Jonathan Hennessey is author of “The U.S. Constitution: A Graphic Adaptation” and “The Gettysburg Address: A Graphic Adaptation.”
The Charlottesville City Council narrowly voted this month to remove a nearly century-old statue of Confederate Gen. Robert E. Lee from an eponymous city park.
This was predictably met with a geyser of outrage. Commenters have excoriated the decision as a naked maneuver to rewrite history, militate against Southern heritage and unfairly malign an honorable and God-fearing military genius and patriot who never defended slavery but instead was only standing up for American principles of states’ rights, liberty and self-government.
The City Council made the right move. Regardless of his position on slavery, the Civil War-era career of Lee nevertheless amounts to the constitutional definition of treason. And no right-minded government within the United States should lionize a traitor.
After all, a monument placed in a public city park is expressive conduct by that city government — the “small government” local representative of The People. To paraphrase the Supreme Court in Pleasant Grove City, Utah, et al. v. Summum and Walker v. Texas Div., Sons of Confederate Veterans, Inc., public monuments are meant to convey and have the effect of conveying a government message, an official endorsement.
The particular statue in Charlottesville does not function as a simple reminder or acknowledgment of the history of the commonwealth of Virginia or the Confederacy. The aesthetics of the statue — which place Lee in a lofty position above the viewer and, through the design of the base on which the equestrian figure sits, associate him with the time-honored patriotic symbol of the eagle — express a glorification of Lee as a symbol of American values. It is a clear statement that the city government approves of Lee, not just acknowledges his existence.
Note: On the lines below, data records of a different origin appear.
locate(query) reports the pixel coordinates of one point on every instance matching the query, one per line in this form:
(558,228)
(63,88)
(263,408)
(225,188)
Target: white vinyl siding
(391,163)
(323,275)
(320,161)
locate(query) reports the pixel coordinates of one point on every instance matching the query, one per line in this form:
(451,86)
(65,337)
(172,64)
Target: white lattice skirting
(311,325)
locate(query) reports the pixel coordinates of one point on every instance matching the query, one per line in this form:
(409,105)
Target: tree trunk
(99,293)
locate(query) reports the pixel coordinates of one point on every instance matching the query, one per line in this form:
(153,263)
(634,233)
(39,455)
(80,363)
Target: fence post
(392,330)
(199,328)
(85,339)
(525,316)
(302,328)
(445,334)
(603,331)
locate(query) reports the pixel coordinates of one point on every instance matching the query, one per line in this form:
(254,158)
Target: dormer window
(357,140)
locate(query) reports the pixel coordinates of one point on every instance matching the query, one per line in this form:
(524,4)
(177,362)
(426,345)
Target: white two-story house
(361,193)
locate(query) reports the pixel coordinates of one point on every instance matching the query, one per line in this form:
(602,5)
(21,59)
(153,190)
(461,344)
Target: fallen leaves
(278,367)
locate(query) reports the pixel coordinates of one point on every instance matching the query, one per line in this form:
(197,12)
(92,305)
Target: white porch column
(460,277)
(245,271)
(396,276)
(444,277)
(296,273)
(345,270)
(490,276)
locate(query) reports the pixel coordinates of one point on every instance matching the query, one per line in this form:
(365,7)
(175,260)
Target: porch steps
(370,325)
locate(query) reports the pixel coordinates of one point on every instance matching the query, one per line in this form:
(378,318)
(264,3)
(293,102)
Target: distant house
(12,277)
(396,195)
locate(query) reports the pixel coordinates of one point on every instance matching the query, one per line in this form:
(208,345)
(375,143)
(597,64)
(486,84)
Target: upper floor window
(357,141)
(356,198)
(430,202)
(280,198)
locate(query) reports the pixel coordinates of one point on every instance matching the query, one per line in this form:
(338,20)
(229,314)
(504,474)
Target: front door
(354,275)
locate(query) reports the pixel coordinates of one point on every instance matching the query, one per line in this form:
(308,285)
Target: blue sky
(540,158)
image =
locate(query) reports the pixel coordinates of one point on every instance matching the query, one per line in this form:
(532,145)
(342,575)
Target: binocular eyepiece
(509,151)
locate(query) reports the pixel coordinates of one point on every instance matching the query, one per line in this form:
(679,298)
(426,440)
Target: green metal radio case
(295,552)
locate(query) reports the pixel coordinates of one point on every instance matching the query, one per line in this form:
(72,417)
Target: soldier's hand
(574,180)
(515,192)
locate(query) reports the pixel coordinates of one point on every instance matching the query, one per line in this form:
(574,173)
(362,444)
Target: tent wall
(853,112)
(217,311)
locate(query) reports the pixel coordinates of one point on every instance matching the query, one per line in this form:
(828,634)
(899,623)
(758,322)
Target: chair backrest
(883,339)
Lee was a military officer of exceptional genius, charisma and temperament. It is true that he was no “fire-eater” when it came to defending slavery.
As an officer in the U.S. Army since 1829, Lee had solemnly sworn to “bear true allegiance to the United States of America, and to serve them honestly and faithfully, against all their enemies or opposers whatsoever, and to observe and obey the orders of the President of the United States of America, and the orders of the officers appointed over [him].”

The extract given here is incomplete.